Featured Image: Scientist Ceth Parker moving through a passageway within an iron formation cave. Photo courtesy of the University of Akron.
Authors: Ceth W. Parker, John M. Senko, Augusto S. Auler, Ira D. Sasowsky, Frederik Schulz, Tanja Woyke, Hazel A. Barton
Consider this: microscopic creatures literally moving tons of rock before your very eyes. It seems too fantastical, but maybe not if you’re in the Brazilian tropics. In new work, scientists have detailed these stealthy and microscopic processes, naming a new cave generation pathway called exothenic biospeleogenesis, or “behind-wall life-created” caves.
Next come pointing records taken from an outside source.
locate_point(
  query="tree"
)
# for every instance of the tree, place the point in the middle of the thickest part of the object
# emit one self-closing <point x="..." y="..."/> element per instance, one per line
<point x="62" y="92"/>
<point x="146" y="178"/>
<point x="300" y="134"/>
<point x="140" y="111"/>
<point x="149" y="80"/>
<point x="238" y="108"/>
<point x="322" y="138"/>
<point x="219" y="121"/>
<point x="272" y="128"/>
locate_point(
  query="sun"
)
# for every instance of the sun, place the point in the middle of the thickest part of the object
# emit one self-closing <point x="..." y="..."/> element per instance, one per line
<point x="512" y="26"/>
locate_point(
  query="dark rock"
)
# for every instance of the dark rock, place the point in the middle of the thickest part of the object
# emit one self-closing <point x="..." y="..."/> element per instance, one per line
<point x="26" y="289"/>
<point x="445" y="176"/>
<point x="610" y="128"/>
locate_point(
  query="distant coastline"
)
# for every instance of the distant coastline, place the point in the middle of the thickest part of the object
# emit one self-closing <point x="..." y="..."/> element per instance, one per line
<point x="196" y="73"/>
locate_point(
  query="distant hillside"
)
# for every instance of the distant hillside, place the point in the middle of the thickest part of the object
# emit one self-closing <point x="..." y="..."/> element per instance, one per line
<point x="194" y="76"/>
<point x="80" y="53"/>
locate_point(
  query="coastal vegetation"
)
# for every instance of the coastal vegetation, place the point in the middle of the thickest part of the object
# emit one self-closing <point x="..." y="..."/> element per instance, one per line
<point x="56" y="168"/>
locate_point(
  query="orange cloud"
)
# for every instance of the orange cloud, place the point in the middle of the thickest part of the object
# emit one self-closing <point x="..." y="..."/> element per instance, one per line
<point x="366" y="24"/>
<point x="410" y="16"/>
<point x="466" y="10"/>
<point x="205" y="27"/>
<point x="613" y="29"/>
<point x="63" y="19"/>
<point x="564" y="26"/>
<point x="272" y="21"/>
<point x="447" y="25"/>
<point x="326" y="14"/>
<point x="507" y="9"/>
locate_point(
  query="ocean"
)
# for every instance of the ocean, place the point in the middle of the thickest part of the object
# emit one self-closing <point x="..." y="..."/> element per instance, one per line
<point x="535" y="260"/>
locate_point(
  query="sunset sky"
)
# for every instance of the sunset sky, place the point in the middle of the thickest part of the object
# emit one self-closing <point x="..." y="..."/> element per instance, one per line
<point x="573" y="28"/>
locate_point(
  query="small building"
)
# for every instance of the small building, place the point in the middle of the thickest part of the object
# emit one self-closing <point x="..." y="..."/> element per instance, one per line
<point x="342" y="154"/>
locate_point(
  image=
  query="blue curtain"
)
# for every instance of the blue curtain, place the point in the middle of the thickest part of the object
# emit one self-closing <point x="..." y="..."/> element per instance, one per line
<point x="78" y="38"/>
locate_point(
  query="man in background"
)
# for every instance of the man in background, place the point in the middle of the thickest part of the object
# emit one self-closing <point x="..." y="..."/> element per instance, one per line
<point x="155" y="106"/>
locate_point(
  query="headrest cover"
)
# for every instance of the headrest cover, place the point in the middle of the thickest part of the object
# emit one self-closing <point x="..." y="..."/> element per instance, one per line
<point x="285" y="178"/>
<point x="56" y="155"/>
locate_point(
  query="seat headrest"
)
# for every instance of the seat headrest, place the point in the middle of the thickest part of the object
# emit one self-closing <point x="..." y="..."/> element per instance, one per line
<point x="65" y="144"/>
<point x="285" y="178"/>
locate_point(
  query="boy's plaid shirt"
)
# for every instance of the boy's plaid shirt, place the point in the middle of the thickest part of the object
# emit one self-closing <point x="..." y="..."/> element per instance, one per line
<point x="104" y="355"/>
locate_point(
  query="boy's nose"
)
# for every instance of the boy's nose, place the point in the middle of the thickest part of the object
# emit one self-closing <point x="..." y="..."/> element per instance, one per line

Most caves in this tropical region are formed by water flowing underground and dissolving molecules in the rock, compromising their stability and leading to erosion. However, some rock formations contain iron molecules that are insoluble, meaning they can’t be dissolved in water… yet these caves are still forming. Enter iron-eating microbes! These microscopic munchers can eat the insoluble iron molecules, converting them into a water-soluble molecule which is then washed away by running water. But there’s a catch: these microbes are unable to eat iron in the presence of oxygen, so they can’t exactly sit atop a rock in the open air, or even continue eating the iron when the erosion begins and introduces oxygen underground. Somehow, these caves keep forming, but how?
In a new study, Parker and colleagues went spelunking into these small, oblong caves and began tapping on and drilling into the seemingly solid walls. Yet, they found that only a fraction of an inch beyond the hard cave wall was a porous, fragmented space (Image). The hard-outer wall will eventually give way as these pores expand, crumbling into the cave and exposing the new walls to oxygen. However, the cells just beyond the wall are protected and continue to eat through the iron-rich wall. In addition to oxygen, water availability in these caves limit the microbial meals. Seasonal cycles of rain and water flow gain the microbes access to the insoluble iron by washing away bits of microscopic debris, leading to larger and larger pore space as seasons pass.
Once Parker and colleagues identified this process, they tested their hypothesis by inserting iron-rich rectangles of metal (called coupons) into the cave wall. They came back a year later and imaged the coupons using a high-powered microscope and found microbial feeding tracks, or porous grooves left behind as a microbe eats away the iron. Using the depths of the feeding tacks, Parker and colleagues were able to calculate how quickly these microbes may eat away the rock, finding that a substantial cave can be formed in as little as 129,000 years. While that may feel like a long time, other caves created by water flow take millions of year to form–that’s like comparing the speed of a race car to a bicycle!
Can this happen anywhere? Not necessarily–there’s something special about these caves in the Brazilian tropics; exothenic biospeleogenesis can occur here because of 3.7 billion years old buildup of insoluble, rusty iron known as “banded iron formations“. Around these massive formations is a layer of incredibly hard rock that protects the banded iron formations form billions of years of wear-and-tear and it’s behind this layer of hard rock where these microbes form new caves.
Scientists are just beginning to explore the concept of exothenic biospeleogenesis, or cave formation by microbes eating insoluble iron and leaving caves in their wake as water washed the debris away. It’s not every day a new cave generation method is identified, rather less so than by microscopic miners!
Microscopic Miners: How invisible forces create tropical caves by Jessica Buser-Young is licensed under a Creative Commons Attribution-ShareAlike 4.0 International License.